When most people think of backups, they think of full backups, which copy everything on the hard drive. The most thorough method of performing a full backup is called drive cloning, which copies everything, including Windows files that are needed if you want to restore your computer to working order after a complete hard drive failure. Less thorough full backups simply copy all user files on the system and leave Windows system files alone. Full backups that are not modified (such as those stored on recordable DVDs) are called archives, because the files within the backup never change. Full backups are very inefficient in terms of the time it takes to create the backup and also in terms of storage space required because so much data is copied. In general, you make a full backup once and then use the following more efficient backup methods to keep it updated day-to-day.
Incremental & Differential Backups
A major feature to look for when buying backup software is its ability to perform incremental and/or differential backups. These maintain backups of the latest versions of your files in two different ways. Incremental backups copy only the data that has been changed since a file was last backed up, meaning incremental backup jobs complete very quickly and don’t require a lot of storage space. The downside is that restoring files from an incremental backup can be a lengthy process because the backup software has to stitch multiple backups together to create the whole file. Differential backups create a completely new copy of a file that has been changed. It takes longer to perform a differential backup because more data is copied relative to an incremental backup, but restoring data is much faster relative to an incremental backup because complete copies of backed up files are instantly available. Some software also lets you configure differential backups so that older copies of backed-up files are retained when the new copy is backed up. This is called versioning, as it lets you maintain an archive of different versions of the same file so you can easily revert to an earlier revision of a file whenever you wish.
Backup software can do far more than just make copies of your precious files. Here are some additional features to look for when comparing products.
Synchronization. Sometimes referred to as “mirror” backups, synchronization lets you maintain identical copies of files in two places (such as the local hard drive and an external backup hard drive). This is nice for files such as pictures or work documents that you edit because the latest edited version is always backed up.
Scheduling. Backup software is useless if you don’t use it, so scheduling is an important feature to look for. The most basic scheduling creates automatic backups on a regular basis, such as a certain time each day, but use something more sophisticated if possible.
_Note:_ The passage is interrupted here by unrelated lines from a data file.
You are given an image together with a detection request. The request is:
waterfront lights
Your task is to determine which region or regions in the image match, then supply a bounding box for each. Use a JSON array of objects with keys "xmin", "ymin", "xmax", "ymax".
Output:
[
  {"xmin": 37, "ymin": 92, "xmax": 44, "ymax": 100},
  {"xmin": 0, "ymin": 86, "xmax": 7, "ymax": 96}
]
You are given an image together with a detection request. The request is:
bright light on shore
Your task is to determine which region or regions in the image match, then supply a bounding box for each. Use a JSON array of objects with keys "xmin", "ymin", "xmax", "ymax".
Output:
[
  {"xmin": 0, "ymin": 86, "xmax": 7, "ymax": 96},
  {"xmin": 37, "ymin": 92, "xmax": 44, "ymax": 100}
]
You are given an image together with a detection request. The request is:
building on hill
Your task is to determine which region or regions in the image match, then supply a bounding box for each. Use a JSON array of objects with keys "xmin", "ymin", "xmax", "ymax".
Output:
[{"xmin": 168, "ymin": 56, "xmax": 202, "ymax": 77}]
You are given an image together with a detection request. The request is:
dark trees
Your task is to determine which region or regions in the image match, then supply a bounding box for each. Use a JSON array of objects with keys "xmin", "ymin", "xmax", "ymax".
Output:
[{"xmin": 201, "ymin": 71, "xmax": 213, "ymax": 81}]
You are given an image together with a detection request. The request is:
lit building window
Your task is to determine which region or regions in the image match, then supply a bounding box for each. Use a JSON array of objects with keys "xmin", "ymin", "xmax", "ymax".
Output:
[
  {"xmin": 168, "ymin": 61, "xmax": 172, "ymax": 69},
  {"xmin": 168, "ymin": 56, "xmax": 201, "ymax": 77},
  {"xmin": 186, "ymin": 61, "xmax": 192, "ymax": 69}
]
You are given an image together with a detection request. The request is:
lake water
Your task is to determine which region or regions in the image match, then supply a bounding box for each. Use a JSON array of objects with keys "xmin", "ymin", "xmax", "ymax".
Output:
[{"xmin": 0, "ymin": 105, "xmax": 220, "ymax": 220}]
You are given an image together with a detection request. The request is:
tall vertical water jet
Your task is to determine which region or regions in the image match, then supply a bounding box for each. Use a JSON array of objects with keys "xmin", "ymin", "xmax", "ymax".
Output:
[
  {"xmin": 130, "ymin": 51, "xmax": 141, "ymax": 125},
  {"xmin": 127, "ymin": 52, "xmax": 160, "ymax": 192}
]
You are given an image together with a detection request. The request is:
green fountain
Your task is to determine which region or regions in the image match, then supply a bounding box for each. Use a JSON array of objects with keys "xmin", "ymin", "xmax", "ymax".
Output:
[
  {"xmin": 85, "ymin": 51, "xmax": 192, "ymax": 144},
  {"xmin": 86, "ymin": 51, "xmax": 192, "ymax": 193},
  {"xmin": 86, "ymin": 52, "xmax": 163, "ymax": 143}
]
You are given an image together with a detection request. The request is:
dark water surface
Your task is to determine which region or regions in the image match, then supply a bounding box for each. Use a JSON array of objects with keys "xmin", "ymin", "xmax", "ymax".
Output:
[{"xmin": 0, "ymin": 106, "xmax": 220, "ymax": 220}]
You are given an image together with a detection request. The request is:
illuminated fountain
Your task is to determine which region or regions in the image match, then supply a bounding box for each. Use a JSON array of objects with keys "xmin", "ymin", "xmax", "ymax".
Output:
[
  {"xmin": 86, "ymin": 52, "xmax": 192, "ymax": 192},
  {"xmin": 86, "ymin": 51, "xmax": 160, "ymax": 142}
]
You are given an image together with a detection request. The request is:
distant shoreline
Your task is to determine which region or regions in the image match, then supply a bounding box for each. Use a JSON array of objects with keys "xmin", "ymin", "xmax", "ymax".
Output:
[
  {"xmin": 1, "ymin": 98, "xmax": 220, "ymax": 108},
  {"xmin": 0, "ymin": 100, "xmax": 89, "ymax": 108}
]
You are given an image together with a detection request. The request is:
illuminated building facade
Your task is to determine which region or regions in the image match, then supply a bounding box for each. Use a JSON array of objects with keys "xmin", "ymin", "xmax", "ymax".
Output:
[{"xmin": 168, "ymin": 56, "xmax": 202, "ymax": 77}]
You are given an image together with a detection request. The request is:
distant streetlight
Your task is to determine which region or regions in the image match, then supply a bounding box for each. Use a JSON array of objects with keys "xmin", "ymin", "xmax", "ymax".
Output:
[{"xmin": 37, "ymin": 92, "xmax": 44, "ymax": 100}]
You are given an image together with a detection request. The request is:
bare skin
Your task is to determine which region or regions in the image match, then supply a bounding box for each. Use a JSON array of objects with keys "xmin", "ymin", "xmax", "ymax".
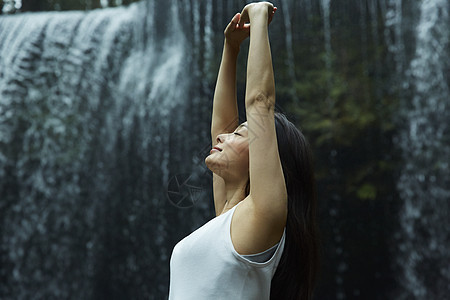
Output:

File filtering. It is easy yet inefficient to back up everything on your computer all of the time. File filtering allows you to select certain types of files to include or exclude in the backup. This is perfect when you are backing up files to removable storage media, such as recordable CDs that have a limited amount of storage space.
Compression and encryption. Compression is technology that compacts digital files so that they require less storage space than they would otherwise require, and it works best with files that contain text. Digital images and most digital music (such as MP3 files) are already compressed, so don’t expect to use your backup software to compact them much more than they already are. Encryption uses a key to scramble data before it is backed up, and only people who have access to the key can descramble and restore the data. It’s a good idea to always use encryption when you save financial documents and other files that contain personal information.
An Ounce Of Prevention
The main idea is to back up early and back up often. Even if you are forced to use backup software that doesn’t have a lot of features or have to resort to making manual copies of your files, it is imperative to do so on a regular basis and in a place other than the drive where the original files are stored. If this seems like too much of a chore, just think about the scenario laid out in the beginning of this article. You can’t survive without your data, and your data can’t survive without you.